Jean-Vincent Placé : des antécédents avec la presse à scandale

Ce n’est pas la première fois que Jean-Vincent Placé fait la une de l’actualité en dehors du terrain politique. En 2013, il avait été contraint de régler plus de 18 000 euros d’amendes impayées, qui faisaient suite à une centaine d’infractions routières. C’est la région Ile-de-France, dont il a été vice-président, qui avait exigé de lui qu’il régularise sa situation. S’il avait déclaré « assumer » cette erreur, il avait indiqué, pour sa défense, ne pas être « un homme de chiffres ».
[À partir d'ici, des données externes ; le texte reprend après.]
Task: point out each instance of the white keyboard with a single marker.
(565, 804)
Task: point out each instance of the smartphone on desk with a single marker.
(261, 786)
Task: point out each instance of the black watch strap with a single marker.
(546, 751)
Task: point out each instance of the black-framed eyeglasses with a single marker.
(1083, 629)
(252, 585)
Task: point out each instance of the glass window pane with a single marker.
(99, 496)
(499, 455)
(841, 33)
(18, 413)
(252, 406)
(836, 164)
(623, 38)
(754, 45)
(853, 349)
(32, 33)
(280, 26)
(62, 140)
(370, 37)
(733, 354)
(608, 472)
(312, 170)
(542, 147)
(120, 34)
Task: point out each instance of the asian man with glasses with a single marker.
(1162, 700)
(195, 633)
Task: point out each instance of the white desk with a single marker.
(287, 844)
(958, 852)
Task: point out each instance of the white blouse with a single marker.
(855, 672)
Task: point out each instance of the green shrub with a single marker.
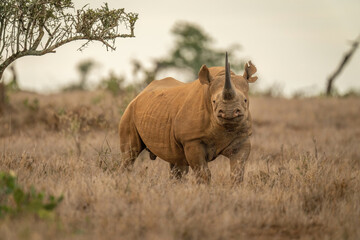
(14, 200)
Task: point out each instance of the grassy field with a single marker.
(302, 179)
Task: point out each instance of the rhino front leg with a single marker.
(177, 171)
(196, 157)
(238, 153)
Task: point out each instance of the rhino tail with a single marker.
(152, 156)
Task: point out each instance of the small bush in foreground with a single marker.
(14, 200)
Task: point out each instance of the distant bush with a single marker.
(14, 200)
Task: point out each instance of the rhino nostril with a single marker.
(238, 113)
(221, 113)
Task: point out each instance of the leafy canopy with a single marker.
(38, 27)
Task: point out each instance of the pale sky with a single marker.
(296, 44)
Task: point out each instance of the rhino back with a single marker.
(154, 112)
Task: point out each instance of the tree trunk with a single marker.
(341, 66)
(2, 94)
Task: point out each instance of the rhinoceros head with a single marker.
(228, 92)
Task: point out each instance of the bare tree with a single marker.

L’ancien sénateur de l’Essonne s’est aussi fait remarquer plus récemment, en 2016, au Masters de tennis de Paris-Bercy. Alors dans le public, il avait perturbé le bon déroulement du match en bavardant et l’un des deux joueurs, Stan Wawrinka, ne s’était pas privé pour le recadrer. « Oh ! Ça te dérange pas qu’on joue un match ? Non mais sérieux, il est minuit, si tu n’as pas envie de voir, tu rentres ! », lui avait alors lancé le joueur suisse depuis le court.

Enfin, Jean-Vincent Placé avait également fait parler de lui en septembre dernier, mais cette fois bien malgré lui. L’ancien sénateur avait été victime d’une tentative de vol à l’arraché, deux hommes ayant tenté de lui dérober sa montre et l’ayant frappé au niveau du cou et de la lèvre. Après cette agression violente, il avait annoncé vouloir prendre du recul et ne s’était pas présenté aux sénatoriales.